La bible latine, en usage exclusif dans l’Église catholique jusqu’au début du XXème siècle était appelée la Vulgate. Si ce nom vous évoque l’idée de « vulgarisation », vous avez raison. L’intention du pape Damase (4e siècle) était bien de rendre la Bible accessible, dans la langue pratiquée par le grand nombre. Il confia à Saint Jérôme de Stridon la tâche de traduire les Écritures et d’en fournir le texte le plus fiable possible. Ce premier travail devait devenir la base de tout ce qui se ferait ensuite et la Vulgate s’établit peu à peu comme l’unique référence.

Au fil du temps, paradoxalement, elle devint accessible seulement aux lettrés qui connaissaient le latin alors qu’elle devenait étrangère au grand nombre dès lors, que le latin n’était plus langue commune. En outre, le texte sacré devenait comme « intouchable », soustrait à toute approche critique, du moins jusqu’au XVII è siècle où paraît le P. Richard Simon (1638-1712), prêtre de l’oratoire, féru de langues anciennes, érudit qui s’intéresse de près aux Saintes Écritures et entend entrer en dialogue avec elles.

Le père Gilbert Caffin lui avait consacré une conférence lors des célébrations du 4è centenaire de l’Oratoire. Je le cite : « [Le père Simon] s’oppose à la fois aux incroyants – les libertins érudits du 17è siècle – qui se moquent des obscurités et des contradictions trouvées dans les textes bibliques et aux inconditionnels de la foi qui refusent toute critique des livres sacrés. ». Et encore : « Coupable d’avoir eu raison trop tôt, R. Simon fut condamné par Bossuet puis par Rome et exclu de l’Oratoire en 1678 ». Il n’en demeure pas moins le père de la critique biblique moderne et nombre de ses successeurs dans cette discipline rencontreront les mêmes difficultés et avanies que lui – comment ne pas penser ici au dominicain fondateur de l’Ecole Biblique et Archéologique de Jérusalem, le P. Lagrange ?

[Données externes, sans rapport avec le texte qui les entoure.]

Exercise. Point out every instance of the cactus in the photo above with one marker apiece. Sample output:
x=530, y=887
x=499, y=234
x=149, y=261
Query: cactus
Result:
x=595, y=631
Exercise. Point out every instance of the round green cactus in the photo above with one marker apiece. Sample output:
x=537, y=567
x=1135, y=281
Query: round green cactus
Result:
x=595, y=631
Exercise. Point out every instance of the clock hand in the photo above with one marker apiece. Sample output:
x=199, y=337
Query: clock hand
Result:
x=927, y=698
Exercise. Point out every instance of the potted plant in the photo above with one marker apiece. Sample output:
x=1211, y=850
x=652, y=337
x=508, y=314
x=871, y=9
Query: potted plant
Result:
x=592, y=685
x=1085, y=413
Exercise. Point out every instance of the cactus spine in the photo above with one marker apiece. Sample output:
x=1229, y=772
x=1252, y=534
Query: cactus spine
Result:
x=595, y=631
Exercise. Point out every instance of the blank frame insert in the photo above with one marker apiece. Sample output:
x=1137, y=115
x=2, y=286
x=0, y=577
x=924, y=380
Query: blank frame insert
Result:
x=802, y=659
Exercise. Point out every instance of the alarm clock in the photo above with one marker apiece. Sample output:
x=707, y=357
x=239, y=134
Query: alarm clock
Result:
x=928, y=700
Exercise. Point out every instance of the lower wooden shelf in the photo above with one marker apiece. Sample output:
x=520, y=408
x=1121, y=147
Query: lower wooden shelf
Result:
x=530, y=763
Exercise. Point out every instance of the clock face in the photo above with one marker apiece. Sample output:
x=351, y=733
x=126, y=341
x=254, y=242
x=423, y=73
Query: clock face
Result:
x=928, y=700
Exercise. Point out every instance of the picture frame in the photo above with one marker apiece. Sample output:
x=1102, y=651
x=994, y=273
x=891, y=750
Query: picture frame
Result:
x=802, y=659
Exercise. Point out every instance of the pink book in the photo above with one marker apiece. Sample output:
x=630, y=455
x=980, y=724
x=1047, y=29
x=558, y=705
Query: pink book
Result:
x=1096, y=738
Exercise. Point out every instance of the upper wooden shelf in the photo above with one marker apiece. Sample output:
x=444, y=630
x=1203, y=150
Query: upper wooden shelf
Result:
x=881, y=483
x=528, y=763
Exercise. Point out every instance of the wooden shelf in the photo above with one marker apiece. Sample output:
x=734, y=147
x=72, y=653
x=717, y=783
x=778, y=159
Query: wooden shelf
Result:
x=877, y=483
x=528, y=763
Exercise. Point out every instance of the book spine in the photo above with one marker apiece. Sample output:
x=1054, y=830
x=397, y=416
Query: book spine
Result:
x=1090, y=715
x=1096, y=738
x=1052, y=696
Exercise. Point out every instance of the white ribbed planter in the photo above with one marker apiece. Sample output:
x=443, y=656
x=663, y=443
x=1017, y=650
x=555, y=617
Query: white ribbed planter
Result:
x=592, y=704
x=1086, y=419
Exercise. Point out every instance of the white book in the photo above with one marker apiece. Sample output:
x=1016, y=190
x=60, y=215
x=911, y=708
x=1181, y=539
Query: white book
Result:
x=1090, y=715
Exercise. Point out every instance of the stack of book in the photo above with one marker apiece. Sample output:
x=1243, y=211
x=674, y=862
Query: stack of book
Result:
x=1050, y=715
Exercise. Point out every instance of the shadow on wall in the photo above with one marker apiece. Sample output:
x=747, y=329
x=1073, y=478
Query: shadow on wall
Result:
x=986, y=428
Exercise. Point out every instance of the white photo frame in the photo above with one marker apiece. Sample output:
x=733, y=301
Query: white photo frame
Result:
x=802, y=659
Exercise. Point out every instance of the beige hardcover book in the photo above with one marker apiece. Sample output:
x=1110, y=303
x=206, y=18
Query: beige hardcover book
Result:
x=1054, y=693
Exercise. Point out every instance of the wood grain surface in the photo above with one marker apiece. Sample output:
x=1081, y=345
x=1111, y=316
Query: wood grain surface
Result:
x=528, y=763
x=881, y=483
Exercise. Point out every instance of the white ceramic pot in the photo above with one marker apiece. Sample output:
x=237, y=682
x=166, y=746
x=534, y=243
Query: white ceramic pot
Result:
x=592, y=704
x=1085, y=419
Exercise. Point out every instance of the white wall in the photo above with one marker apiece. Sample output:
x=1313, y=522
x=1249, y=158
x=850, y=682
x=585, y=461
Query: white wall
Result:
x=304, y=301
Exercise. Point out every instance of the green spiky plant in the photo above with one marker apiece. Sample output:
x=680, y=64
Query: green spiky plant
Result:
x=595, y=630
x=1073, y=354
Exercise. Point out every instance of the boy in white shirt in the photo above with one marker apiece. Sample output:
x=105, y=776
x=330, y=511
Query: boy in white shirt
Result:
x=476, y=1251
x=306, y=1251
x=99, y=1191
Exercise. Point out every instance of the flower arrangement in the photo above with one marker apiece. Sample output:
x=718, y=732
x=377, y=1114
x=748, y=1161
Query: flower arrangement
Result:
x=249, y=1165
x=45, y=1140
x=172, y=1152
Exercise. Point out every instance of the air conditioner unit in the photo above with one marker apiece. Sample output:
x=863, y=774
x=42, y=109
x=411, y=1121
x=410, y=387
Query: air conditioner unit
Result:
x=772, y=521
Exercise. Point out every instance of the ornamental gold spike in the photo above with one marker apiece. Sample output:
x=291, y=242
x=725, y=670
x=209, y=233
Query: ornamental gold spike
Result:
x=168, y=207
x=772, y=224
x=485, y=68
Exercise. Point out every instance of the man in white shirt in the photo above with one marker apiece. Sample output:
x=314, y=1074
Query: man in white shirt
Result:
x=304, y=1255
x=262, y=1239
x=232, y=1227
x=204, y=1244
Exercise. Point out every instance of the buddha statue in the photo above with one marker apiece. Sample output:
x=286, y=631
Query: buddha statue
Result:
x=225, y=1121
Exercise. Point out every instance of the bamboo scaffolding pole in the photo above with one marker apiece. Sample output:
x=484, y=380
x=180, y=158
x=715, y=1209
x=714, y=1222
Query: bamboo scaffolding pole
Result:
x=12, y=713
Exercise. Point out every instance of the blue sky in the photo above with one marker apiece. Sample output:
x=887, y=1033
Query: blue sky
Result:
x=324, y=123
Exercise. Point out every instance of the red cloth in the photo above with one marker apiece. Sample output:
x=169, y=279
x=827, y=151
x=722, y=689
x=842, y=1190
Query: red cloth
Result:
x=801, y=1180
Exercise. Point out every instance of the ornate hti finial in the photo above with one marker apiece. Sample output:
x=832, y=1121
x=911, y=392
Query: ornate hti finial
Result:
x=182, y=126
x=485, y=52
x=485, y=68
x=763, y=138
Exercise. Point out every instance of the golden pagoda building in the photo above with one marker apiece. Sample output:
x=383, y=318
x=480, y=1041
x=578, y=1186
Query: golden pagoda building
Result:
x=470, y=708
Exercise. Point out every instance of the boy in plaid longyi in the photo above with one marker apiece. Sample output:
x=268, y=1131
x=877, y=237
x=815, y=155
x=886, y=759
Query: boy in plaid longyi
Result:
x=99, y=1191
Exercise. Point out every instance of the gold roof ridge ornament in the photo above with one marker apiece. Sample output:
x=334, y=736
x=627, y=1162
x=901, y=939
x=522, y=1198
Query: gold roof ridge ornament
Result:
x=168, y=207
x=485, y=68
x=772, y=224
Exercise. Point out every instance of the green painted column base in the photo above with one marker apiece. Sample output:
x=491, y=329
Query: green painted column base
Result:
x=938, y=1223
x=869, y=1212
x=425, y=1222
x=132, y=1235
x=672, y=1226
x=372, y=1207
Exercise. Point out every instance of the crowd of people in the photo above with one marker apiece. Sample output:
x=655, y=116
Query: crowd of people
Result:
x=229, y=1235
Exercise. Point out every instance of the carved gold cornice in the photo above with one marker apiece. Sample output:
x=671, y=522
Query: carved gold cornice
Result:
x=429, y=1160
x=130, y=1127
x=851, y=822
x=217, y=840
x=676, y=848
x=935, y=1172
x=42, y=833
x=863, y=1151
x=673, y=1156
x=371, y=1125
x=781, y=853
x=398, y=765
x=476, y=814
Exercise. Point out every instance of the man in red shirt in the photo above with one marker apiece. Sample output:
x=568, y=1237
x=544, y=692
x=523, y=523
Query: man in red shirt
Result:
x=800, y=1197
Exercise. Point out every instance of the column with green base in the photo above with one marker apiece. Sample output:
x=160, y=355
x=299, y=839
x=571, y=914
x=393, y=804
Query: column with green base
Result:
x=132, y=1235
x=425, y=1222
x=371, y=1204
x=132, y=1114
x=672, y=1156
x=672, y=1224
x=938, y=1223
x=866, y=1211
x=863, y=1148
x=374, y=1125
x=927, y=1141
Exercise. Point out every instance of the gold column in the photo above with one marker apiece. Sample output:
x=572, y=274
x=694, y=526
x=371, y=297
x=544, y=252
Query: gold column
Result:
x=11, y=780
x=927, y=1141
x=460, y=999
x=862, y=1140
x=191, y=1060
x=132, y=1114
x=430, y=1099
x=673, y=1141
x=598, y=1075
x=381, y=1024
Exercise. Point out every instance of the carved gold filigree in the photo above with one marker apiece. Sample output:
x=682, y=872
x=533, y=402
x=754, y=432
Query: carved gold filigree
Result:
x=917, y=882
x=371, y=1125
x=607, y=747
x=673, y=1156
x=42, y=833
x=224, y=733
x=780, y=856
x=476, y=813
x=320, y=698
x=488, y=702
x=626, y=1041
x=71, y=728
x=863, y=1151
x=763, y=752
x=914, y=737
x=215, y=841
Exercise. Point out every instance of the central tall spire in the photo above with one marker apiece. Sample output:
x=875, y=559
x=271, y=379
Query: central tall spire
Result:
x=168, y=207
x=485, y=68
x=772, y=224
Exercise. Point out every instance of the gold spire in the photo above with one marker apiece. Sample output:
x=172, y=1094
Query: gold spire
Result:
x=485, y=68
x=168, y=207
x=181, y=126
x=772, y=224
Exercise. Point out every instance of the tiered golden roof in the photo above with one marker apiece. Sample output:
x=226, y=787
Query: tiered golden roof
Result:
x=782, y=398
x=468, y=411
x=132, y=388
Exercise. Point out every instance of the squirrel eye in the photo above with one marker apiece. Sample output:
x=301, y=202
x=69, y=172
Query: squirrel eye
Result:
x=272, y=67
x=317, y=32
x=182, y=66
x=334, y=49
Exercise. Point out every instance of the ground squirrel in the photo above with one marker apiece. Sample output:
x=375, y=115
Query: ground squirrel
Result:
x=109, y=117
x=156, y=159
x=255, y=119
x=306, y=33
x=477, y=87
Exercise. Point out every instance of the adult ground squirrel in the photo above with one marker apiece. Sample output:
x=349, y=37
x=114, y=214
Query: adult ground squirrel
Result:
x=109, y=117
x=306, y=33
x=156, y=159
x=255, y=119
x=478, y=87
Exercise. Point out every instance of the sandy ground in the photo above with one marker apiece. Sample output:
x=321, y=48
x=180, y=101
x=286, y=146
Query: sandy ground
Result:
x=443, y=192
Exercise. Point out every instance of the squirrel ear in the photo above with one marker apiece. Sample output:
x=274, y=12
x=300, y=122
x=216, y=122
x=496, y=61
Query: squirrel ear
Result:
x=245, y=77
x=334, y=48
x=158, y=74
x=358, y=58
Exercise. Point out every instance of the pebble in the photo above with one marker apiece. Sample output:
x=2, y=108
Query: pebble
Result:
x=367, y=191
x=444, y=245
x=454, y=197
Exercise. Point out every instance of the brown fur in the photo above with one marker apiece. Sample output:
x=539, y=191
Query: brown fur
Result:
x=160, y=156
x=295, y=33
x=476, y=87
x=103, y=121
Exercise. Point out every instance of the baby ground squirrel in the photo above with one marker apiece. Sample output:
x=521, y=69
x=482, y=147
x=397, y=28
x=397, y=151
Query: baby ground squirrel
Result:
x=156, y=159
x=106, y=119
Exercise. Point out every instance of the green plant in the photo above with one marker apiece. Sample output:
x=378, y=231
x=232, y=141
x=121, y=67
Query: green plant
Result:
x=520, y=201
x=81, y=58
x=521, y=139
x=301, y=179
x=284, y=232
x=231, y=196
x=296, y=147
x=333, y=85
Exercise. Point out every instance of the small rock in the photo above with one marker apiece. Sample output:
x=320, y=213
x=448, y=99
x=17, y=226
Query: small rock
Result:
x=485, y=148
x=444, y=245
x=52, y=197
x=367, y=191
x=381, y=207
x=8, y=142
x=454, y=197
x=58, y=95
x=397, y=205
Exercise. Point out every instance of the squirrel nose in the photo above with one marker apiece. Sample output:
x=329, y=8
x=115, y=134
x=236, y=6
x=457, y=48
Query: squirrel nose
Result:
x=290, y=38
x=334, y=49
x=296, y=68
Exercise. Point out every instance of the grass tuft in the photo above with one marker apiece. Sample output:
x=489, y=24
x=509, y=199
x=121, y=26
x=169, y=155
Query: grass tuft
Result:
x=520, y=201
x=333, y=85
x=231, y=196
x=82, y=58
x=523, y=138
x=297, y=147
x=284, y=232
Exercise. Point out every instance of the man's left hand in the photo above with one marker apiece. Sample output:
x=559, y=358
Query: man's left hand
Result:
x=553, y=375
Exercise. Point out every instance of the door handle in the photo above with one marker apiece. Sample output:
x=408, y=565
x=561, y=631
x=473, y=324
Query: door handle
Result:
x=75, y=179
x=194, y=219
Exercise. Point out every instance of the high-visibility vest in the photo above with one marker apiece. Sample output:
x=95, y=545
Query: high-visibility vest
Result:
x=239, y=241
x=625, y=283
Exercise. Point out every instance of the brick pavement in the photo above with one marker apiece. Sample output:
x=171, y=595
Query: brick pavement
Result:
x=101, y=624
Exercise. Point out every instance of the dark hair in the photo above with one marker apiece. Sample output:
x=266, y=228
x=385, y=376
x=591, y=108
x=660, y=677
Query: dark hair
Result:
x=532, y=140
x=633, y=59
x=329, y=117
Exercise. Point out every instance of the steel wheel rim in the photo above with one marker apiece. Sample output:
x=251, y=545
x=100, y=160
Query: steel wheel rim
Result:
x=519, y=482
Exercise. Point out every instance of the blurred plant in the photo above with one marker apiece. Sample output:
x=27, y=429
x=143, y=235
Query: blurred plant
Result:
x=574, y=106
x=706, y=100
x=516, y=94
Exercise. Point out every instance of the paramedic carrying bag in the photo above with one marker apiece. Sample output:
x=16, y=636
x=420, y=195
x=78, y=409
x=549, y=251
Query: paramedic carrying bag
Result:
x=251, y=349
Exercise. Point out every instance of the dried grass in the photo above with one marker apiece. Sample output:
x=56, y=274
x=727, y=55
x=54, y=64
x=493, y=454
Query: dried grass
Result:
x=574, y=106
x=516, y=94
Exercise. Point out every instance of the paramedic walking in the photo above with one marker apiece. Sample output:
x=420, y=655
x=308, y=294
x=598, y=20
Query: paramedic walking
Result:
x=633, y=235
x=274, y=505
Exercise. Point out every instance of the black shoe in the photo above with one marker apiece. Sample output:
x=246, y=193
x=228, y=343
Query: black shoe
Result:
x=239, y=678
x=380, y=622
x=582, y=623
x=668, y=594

Reste le fruit du travail et des combats de ces érudits infatigables : aujourd’hui chacun peut disposer dans sa langue de traductions fiables, enrichies de notes et de renvois qui permettent de circuler dans la richesse du texte biblique. Richard Simon et ses successeurs ont rouvert le chemin du dialogue avec les Écritures. Pour qu’une parole se donne à entendre, il est à la portée de tout un chacun de faire ce geste si simple : ouvrir le Livre.

 

Père Gilles-Hervé Masson, vicaire à Saint-Eustache.